Città che ha fatto da scuola per la cultura architettonica successiva, Chicago rinnova costantemente il suo landscape traendo linfa dal suo ricco passato per nuove proposte di forte valore autoriale. Testimonia tale propensione l’incessante brulicare di strutture – inedite quanto rivitalizzate – destinate all’ospitalità, firmate da rinomati studi di interior e architettura internazionali, che costellano la mappa della città divenendo mete imperdibili per i design lovers.
Ve ne proponiamo tre, tra le più recenti e accattivanti, differenti per stili e ispirazioni, ma accomunate dalla massima tensione all’eccellenza progettuale.

Hotel EMC2: let’s explore!

Nel punto esatto di intersezione tra arte e scienza. Proprio lì nasce il progetto dell’Hotel EMC2, che rende omaggio ad Albert Einstein prendendone in prestito il nome della celebre formula. Il brand dell’ospitalità Autograph Collection, di cui fa parte la struttura, ha voluto un design concept che desse vita alla miscela tra creatività e innovazione. Un’esecuzione tradotta dagli autori del progetto Rockwell Group in un gioco senza sosta di scoperte. A cominciare dalla plateale facciata, opera di Koo & Associates in collaborazione con David Rockwell e il suo team. L’entrata dal forte impatto, con il volume che occupa due interi piani e ospita un assemblaggio di scaffalature accatastate una sopra l’altra, è il primo step di avanscoperta.

Una serie di dettagli guida gli ospiti verso l’interno sorprendendoli con la libreria che si estende verso la lobby e avvolge l’intera area reception creando una curiosa alternanza di nicchie e anse. Un altro ‘mondo’ che si svela, questo, dove ci si può immergere nel bizzarro accrocco di oggetti, libri e pezzi d’arte originali accuratamente scelti tra artisti locali e internazionali. Arte, scienza e design si nutrono le une dell’altro, continuando ad alternarsi o a fondersi su tutti i 21 piani dell’hotel.
Lungo i corridoi che conducono alle stanze – 195 in tutto – la moquette riproduce immagini di molecole ingrandite al microscopio e, una volta entrati in camera, la cura sartoriale la fa da padrone. Quasi tutto è disegnato e fatto realizzare appositamente dai progettisti.

The Ritz-Carlton Chicago: l’energia dentro

La linfa vitale che circola negli spazi del nuovo Ritz-Carlton Hotel è la stessa, intensa e vibrante, della città che lo ospita.
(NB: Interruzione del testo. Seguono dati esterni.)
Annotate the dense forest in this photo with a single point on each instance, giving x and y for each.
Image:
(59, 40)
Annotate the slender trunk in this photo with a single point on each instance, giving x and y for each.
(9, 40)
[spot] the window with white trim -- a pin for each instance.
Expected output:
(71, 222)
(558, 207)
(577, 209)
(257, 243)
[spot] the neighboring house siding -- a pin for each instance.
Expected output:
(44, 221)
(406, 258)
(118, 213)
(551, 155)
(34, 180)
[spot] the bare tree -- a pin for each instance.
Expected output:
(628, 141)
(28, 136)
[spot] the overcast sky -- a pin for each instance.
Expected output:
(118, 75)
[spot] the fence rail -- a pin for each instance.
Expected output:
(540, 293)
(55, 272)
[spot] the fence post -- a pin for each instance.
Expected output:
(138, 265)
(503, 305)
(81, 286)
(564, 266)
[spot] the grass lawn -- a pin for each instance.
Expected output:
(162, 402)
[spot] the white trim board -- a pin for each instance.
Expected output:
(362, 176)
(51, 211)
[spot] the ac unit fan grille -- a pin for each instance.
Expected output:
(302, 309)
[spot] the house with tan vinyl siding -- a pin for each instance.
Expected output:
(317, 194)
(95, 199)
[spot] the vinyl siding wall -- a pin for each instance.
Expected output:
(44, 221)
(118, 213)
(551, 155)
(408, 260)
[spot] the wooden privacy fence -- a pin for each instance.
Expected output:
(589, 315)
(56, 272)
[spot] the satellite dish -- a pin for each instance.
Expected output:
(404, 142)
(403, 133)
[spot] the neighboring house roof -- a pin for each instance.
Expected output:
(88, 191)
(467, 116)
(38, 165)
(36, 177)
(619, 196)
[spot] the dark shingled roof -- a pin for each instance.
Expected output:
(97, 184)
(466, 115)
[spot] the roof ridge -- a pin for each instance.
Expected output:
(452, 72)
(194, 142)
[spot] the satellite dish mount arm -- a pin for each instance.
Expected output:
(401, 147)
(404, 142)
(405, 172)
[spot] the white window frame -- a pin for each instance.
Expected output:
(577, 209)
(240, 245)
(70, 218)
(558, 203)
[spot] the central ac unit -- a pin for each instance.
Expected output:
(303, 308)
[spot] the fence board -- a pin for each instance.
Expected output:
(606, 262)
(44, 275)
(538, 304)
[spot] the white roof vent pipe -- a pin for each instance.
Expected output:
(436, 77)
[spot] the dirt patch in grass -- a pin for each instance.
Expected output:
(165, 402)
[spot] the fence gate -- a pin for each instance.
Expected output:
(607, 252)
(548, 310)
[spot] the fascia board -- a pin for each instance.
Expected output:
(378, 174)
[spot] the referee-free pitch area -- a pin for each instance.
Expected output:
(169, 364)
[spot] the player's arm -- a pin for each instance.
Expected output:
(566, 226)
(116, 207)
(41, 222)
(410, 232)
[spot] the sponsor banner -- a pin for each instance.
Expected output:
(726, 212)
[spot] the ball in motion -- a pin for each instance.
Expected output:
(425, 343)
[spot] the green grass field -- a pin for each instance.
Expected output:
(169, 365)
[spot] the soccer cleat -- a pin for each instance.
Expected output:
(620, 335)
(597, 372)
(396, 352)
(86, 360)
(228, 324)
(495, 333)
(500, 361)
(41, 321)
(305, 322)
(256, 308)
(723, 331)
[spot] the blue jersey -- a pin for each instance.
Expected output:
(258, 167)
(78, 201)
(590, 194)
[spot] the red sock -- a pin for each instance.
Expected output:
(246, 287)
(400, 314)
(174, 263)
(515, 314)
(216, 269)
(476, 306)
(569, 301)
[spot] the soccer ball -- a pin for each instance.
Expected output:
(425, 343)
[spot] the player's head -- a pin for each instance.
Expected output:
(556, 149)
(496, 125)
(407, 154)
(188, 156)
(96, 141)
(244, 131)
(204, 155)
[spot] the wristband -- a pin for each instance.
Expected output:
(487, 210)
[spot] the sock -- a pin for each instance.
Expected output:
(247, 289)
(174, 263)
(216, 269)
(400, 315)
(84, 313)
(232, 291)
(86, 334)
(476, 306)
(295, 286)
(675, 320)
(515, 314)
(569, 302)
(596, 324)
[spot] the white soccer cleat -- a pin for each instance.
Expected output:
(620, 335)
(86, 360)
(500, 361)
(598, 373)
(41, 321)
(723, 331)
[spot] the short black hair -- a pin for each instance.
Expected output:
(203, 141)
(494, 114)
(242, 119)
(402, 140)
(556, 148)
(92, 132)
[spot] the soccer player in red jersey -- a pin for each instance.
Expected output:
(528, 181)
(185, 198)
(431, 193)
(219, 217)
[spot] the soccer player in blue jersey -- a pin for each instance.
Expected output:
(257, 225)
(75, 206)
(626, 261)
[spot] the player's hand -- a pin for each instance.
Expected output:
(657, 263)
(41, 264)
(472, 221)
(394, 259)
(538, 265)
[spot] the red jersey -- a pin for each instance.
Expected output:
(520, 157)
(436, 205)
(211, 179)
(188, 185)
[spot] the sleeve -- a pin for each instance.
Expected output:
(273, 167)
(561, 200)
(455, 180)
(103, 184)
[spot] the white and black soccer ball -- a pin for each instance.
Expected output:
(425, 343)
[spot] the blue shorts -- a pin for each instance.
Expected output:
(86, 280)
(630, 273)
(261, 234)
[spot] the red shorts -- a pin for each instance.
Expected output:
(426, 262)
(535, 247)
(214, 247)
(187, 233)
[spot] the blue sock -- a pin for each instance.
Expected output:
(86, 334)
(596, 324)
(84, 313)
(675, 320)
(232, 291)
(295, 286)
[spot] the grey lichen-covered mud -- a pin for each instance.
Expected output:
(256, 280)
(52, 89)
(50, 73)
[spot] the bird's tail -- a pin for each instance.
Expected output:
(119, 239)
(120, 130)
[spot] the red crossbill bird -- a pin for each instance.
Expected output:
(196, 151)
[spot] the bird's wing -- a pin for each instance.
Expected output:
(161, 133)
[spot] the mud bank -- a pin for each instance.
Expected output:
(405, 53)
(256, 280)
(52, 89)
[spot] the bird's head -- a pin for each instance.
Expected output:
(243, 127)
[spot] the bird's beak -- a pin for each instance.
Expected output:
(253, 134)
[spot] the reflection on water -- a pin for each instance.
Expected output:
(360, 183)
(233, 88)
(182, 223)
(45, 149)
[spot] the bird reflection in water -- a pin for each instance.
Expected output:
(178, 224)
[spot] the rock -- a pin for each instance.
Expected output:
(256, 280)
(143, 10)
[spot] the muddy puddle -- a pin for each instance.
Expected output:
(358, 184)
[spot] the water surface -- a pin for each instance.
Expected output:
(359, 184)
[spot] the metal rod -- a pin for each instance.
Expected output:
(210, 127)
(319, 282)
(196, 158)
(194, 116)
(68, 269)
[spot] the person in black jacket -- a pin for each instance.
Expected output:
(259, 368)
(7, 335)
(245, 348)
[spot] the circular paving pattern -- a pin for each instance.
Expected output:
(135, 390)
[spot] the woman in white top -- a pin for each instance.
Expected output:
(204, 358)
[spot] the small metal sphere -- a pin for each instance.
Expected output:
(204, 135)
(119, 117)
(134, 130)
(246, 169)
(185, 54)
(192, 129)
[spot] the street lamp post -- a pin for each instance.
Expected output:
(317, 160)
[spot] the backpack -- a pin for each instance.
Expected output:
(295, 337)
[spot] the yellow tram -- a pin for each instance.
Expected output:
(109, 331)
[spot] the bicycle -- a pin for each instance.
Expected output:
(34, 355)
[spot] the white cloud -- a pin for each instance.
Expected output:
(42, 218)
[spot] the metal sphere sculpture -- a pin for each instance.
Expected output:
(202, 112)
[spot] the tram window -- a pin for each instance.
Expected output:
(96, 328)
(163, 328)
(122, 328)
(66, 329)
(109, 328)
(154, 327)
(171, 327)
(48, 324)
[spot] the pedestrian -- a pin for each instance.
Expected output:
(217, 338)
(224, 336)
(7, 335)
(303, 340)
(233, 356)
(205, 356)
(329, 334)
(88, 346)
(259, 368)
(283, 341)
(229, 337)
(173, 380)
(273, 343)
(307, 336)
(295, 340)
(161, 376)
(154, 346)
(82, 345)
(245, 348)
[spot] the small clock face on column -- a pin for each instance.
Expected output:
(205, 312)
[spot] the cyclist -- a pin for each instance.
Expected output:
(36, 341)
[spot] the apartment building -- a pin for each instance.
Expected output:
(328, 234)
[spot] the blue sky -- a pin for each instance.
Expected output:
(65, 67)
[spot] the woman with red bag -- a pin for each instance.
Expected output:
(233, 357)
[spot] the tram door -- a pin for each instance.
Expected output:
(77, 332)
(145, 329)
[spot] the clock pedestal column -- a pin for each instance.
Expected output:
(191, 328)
Costruito nel 1976 come parte integrante del processo di sviluppo di Water Tower Place, indirizzo iconico di Chicago, la struttura ha di recente subìto un rinnovamento di tutti gli ambienti con l’obiettivo di consolidare il ricco patrimonio architettonico cittadino attraverso innovazione industriale e design lungimirante. La visione è quella di BAMO.

Gli stilemi storici esterni sono stati tradotti all’interno, in ogni parte della proprietà. Una connessione perpetua a doppio senso ben visibile nella scelta dei materiali. Primo fra tutti la pietra Solar Grey, solitamente usata per le facciate degli edifici, qui utilizzata a partire dal pavimento della lobby sino al rivestimento di otto colonne al 12° piano. E ancora, la noce americana è la texture che fa da leitmotiv, celebra gli elementi verticali e omaggia i grattacieli.

Ovunque è presente la narrazione di una design philosophy modernista fatta di arredi mid-century ricchi di fascino, abbinata a una collezione d’arte permanente ispirata dal vicino Museo d’Arte Contemporanea e collocata al piano terra.
In tutte le 434 guest room, incluse 90 suite, regnano la distribuzione ottimale dello spazio, una vista spettacolare e un design minimalista che, ancora una volta, trae spunto dagli elementi esterni circostanti fondendoli a un gusto contemporaneo che si esprime attraverso le tonalità dei grigi e del ghiaccio.

Hotel Essex: heritage culturale

Dopo una ricca ristrutturazione l’Hotel Essex ha riaperto le sue 274 camere e le sue accoglienti parti comuni. Il budget messo a disposizione dalla Oxford Hotel & Resorts (già proprietaria di altre 13 strutture a Chicago) ha consentito a Gettys Group di ridisegnare il concetto di hospitality di questo storico hotel – con vista sul Lago Michigan e sul Green Park – pur conservando i tratti storici e mantenendo i segni architettonici di una eredità che risale alla metà del secolo scorso.